Acupuncture-Moxibustion Department of Qingdao Hiser Medical Group, Qingdao 266033, Shandong Province, China. email@example.com
Conference/Journal: Zhongguo Zhen Jiu.
Date published: 2012 Jul
Other: Volume ID: 32 , Issue ID: 7 , Pages: 587-90 , Special Notes: [Article in Chinese] , Word Count: 204
To use electroacupuncture (EA) of different waveforms to treat peripheral facial paralysis and assess the clinical efficacies of 3 kinds of EA waveforms (continuous wave, disperse-dense wave and intermittent wave).

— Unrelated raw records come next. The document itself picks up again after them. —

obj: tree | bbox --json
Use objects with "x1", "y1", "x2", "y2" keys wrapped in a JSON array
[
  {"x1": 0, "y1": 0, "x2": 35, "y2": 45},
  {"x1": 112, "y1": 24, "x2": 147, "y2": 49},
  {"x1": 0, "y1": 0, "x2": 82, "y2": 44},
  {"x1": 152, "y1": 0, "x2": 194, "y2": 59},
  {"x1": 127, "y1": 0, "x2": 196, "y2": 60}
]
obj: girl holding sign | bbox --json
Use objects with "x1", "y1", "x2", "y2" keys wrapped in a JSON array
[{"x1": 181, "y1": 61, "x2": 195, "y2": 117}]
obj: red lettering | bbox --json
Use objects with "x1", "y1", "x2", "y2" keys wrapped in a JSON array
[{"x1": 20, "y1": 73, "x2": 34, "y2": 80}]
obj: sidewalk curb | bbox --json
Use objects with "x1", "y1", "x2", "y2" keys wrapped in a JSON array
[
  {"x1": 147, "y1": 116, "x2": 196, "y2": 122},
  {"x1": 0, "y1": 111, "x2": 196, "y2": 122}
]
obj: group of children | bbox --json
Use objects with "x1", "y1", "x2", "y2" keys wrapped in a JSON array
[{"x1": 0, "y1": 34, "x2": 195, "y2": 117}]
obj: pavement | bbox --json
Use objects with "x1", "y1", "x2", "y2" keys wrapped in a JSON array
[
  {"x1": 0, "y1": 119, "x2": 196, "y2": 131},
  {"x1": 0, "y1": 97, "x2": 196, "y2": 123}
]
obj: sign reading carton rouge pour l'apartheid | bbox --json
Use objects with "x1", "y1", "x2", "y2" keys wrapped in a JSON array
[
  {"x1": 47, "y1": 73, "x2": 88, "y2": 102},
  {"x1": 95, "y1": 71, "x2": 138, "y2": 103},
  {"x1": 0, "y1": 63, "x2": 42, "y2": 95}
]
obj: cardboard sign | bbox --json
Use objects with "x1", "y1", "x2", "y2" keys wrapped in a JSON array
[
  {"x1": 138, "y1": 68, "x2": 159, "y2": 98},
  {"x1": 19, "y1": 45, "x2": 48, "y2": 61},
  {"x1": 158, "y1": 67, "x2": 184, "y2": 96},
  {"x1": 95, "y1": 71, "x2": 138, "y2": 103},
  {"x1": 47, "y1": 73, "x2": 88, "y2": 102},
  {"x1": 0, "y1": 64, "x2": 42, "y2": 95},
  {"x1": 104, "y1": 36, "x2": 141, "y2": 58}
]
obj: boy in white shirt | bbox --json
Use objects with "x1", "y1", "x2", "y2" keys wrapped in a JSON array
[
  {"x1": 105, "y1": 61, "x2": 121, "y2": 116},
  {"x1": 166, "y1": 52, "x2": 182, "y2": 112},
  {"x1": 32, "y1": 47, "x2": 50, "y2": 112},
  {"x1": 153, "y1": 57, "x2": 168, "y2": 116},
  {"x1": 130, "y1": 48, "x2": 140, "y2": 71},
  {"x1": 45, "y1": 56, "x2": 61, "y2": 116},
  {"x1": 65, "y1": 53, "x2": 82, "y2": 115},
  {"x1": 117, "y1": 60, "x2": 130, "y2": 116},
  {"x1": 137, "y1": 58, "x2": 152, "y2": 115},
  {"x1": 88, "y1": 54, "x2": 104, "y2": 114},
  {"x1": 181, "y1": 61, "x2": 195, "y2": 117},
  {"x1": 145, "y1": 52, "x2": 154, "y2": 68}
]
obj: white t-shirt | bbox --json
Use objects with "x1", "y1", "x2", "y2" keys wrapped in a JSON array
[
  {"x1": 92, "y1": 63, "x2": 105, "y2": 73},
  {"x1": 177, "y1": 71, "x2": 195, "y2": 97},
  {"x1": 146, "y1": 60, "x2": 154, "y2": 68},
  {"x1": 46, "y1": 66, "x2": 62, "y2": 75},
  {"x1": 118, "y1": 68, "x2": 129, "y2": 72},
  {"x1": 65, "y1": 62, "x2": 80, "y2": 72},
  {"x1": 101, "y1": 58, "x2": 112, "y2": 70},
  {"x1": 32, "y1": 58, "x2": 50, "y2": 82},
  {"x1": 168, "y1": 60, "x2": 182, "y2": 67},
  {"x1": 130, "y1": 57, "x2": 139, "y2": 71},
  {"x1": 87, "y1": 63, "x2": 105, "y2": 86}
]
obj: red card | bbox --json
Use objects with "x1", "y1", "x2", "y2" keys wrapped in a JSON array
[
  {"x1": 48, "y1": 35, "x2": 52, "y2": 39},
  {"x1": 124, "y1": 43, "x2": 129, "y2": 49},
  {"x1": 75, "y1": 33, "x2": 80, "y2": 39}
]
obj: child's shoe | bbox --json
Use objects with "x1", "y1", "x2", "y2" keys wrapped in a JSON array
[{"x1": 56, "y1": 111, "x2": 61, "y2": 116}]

One hundred and twenty-nine cases of Bell's palsy were randomly divided into a continuous wave group (45 cases), a disperse-dense wave group (40 cases) and an intermittent wave group (44 cases). The acupoints were Dicang (ST 4), Jiache (ST 6), Taiyang (EX-HN 5), Xiaguan (ST 7), Hegu (LI 4), etc. The House-Brackmann (H-B) scale was used in the assessment on the day of the inclusion, in the 1st, 2nd, 3rd and 4th sessions of treatment and in 1st and 3rd months of the follow-up visit after the end of treatment separately.
The cured rates were 68.9% (31/45), 60.0% (24/40) and 65.9% (29/44) in the continuous wave group, the disperse-dense wave group and the intermittent wave group separately. The results of the rank sum test showed that the efficacy comparison among the groups did not present the statistically significant difference (P > 0.05).
Electroacupuncture achieves the significant clinical efficacy on peripheral facial paralysis and there are no any significant differences in the efficacy among the different waveforms. It is suggested that the clinical efficacy of electroacupuncture on the disease has nothing significant correlation with the waveforms.